Buddy Turman
- Buddy Turman c. 1956

Personal information
- Nickname: Buddy
- Born: Reagan Garth Turman April 12, 1933 Noonday, Texas, U.S.
- Died: April 1, 2007 (aged 73) Longview, Texas, U.S.
- Height: 6 ft 0 in (1.83 m)
- Weight: Heavyweight

Boxing career
- Reach: 72 in (183 cm)
- Stance: Orthodox

Boxing record
- Total fights: 62
- Wins: 46
- Win by KO: 32
- Losses: 15
- Draws: 1

= Buddy Turman =

American boxer

Reagan Garth "Buddy" Turman (April 12, 1933 – April 1, 2007) was an American professional boxer who competed in the Heavyweight division.

==Boxing career==
In his two years as an amateur in Texas, Turman accrued 20 wins and 5 losses, and one draw, he set a record for the quickest knockout in National AAU history.

Turman fought his first professional match in September 1954, against Bobby Babcock, which he won. Five months later, Turman became the first white man to legally fight an African-American in Texas thanks to the efforts of African-American I. H. "Sporty" Harvey, who had successfully challenged boxing segregation in court. Turman won the match against Harvey on February 24, 1955, and won a rematch in June 1955.

In November 1955, with 11 wins and one loss, Turman fought Roy "Cut-n-Shoot" Harris for the Texas Heavyweight Championship in Tyler, Texas. Turman lost the fight in a controversial decision, which allowed Harris to move on to fight Floyd Patterson for the World Heavyweight Title. This decision severely hampered Turman's chances of winning the World Title.

Two years later, with 25 wins and only 3 losses, Turman faced Oscar Pharo for a second time. In the third fight of his professional career, Turman had been beaten by a more experienced Pharo on points. In the rematch, Turman won on a KO within 59 seconds of the first round.

In May 1959, at Madison Square Garden, Turman defeated Bob Cleroux, who a year later would win the Canadian Heavyweight Title. The next year, Turman faced World Light-Heavyweight Champion and World Heavyweight Contender, Archie Moore, in Dallas, Texas. Moore won by decision. However, Cassius Clay, who was in attendance, afterwards expressed to Turman his dismay at the judges' decision. Moore publicly acknowledged that Turman should be considered one of the top five heavyweights in the world. Turman subsequently spent time at Moore's training camp in San Diego, where Clay was also training.

Turman began fighting abroad in 1961, in Manila, Philippines where a rematch was scheduled with Moore.

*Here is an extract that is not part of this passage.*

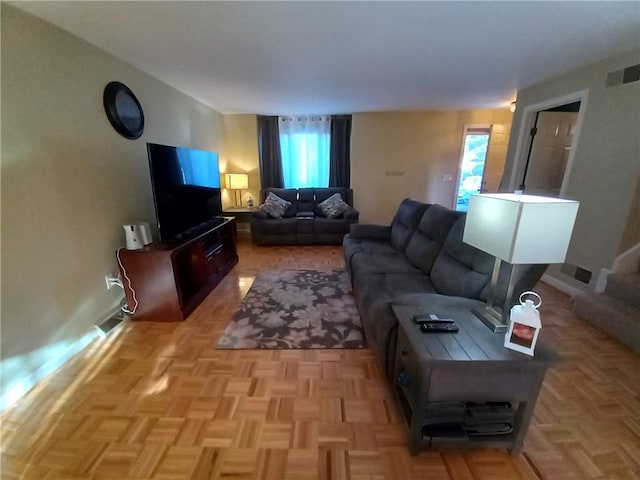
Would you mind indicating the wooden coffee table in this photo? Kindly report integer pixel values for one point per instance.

However, Moore postponed the fight by three weeks after Turman had already arrived. This left Turman badly out of practice by the time of the fight, as there were no local heavyweights to spar with. Moore won by unanimous decision. Turman subsequently fought in Italy, South Africa, Germany, and England. He won his last match, which he fought against Rudolf Nehring on December 15, 1967, in Munich, Germany.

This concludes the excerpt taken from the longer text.